Asgedech, Héroïne de l’alimentation en Éthiopie : « Je n’abandonne jamais, c’est le secret de ma réussite »

Ce qu’Asgedech préfère dans l’activité agricole, c’est de produire des légumes. « J’aime ce travail et le résultat est toujours très gratifiant. J’ai pu construire ma maison avec les seuls revenus tirés de la production et la vente des carottes. »
Ce qu’Asgedech préfère dans l’activité agricole, c’est de produire des légumes. « J’aime ce travail et le résultat est toujours très gratifiant. J’ai pu construire ma maison avec les seuls revenus tirés de la production et la vente des carottes. »

Asgedech Wolde Tensay est née et a grandi dans un petit village près de la ville de Deber Birhan, à 131 km d’Addis-Abeba, la capitale éthiopienne. Elle rêvait d’une vie très différente de celle qu’elle connaît aujourd’hui. Enfant, elle voulait aller à l’école et devenir enseignante.

Comme sa famille n’habitait pas loin de Deber Birhan, l’envoyer à l’école aurait dû ne pas poser problème. « Il y avait même une école publique à proximité », se souvient-elle. Ses parents ont cependant décidé de scolariser son frère aîné et de la garder à la maison pour qu’elle puisse travailler à la ferme et s’occuper de tâches ménagères.

Toujours en quête d’améliorations

Asgedech a appris à tout ce qu’elle sait de l’agriculture en grandissant dans une ferme : ce qu’il convient de faire, mais aussi ce qu’il ne faut pas faire. « Mes parents possédaient une très grande ferme. Mais il y avait toujours des problèmes de production. Les récoltes étaient insuffisantes, car ils restaient très traditionnels et ne s’ouvraient jamais à la moindre technologie ou innovation », regrette-t-elle.
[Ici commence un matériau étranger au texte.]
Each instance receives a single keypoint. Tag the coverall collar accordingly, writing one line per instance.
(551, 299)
Cela a changé quand elle a démarré sa propre activité agricole. Asgedech a maintenant une petite parcelle d’environ 1,5 hectare, mais à 40 ans, elle est toujours en quête de moyens d’améliorer les rendements et d’accroître ses revenus. C’est pourquoi elle a commencé à élever des animaux pour produire du lait et vendre des animaux engraissés au marché, notamment du bœuf et du mouton.

Elle produit également de l’areke, un alcool local très populaire qui ressemble au gin. Elle loue en outre des terres d’autres personnes et produit différents types de légumes. C’est ce qu’elle préfère dans l’activité agricole : produire des légumes. « J’aime simplement ce travail et le résultat est toujours très gratifiant. J’ai pu construire ma maison avec les seuls revenus tirés de la production et la vente des carottes », se réjouit-elle.
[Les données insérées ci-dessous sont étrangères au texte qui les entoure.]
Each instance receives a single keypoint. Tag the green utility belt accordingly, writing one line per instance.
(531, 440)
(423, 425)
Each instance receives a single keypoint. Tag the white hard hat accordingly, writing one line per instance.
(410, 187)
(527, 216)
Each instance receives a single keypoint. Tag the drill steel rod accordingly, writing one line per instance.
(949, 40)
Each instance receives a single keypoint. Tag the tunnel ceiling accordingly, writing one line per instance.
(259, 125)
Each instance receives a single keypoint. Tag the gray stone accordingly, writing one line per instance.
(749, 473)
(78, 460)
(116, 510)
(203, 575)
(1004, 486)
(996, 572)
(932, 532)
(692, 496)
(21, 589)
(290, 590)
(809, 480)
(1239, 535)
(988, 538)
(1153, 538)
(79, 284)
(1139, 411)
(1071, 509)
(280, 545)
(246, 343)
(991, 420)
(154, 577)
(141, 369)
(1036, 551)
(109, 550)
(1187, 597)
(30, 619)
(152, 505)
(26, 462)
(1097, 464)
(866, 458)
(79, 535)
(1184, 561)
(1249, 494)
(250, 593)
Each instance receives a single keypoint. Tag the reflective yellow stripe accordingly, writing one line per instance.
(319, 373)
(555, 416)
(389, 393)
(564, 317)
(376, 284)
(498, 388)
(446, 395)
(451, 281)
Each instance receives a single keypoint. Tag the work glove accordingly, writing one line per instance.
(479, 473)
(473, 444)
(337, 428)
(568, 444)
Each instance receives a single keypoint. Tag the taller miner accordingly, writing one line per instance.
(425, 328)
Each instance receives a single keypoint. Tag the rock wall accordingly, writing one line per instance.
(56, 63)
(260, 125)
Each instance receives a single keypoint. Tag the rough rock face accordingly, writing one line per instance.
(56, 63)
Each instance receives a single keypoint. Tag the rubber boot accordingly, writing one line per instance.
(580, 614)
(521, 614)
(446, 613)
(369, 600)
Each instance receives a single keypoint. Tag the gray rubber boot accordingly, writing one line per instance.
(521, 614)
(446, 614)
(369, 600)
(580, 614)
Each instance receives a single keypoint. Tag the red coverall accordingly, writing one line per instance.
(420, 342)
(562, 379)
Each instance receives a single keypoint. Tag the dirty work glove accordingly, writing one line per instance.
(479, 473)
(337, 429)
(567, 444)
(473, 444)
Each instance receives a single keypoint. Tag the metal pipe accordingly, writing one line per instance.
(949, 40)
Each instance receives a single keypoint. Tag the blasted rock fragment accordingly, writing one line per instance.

L’Éthiopie a enregistré des progrès économiques au cours des dix dernières années et l’agriculture y a largement contribué. Pourtant, le rôle joué par les agricultrices n’est globalement pas reconnu, bien que plus de 70 % des cultures vivrières soient produites par des femmes.

Une récompense source d’inspiration

Ses efforts exemplaires pour accroître la productivité de sa ferme en recourant à de nouvelles techniques et en nouant des liens avec d’autres villages ont valu à Asgedech de remporter le prix éthiopien des Héroïnes de l’alimentation en 2015.

En Éthiopie, ce projet est particulièrement utile et nécessaire. Le pays a enregistré des progrès économiques au cours des dix dernières années et l’agriculture y a largement contribué. Pourtant, le rôle joué par les agricultrices n’est globalement pas reconnu, bien que plus de 70 % des cultures vivrières soient produites par des femmes. Du fait de ce manque de reconnaissance, les femmes souffrent de discriminations et, malgré une politique progressiste, n’accèdent pas facilement aux aides agricoles.

Le projet des Héroïnes de l’alimentation a en particulier eu pour effet de changer la vie des lauréates, notamment en renforçant leur confiance en soi, leur visibilité et leur motivation. Le prix les a encouragées à trouver de nouveaux moyens de continuer à développer leur activité agricole et à exercer des fonctions de direction.

En mettant en vedette des femmes et en saluant leur expérience et leurs réalisations, il améliore la reconnaissance des agricultrices éthiopiennes et leur offre la possibilité de dialoguer directement avec des responsables politiques, ce qui est particulièrement important compte tenu des défis auxquels sont confrontés les agriculteurs éthiopiens, notamment les femmes.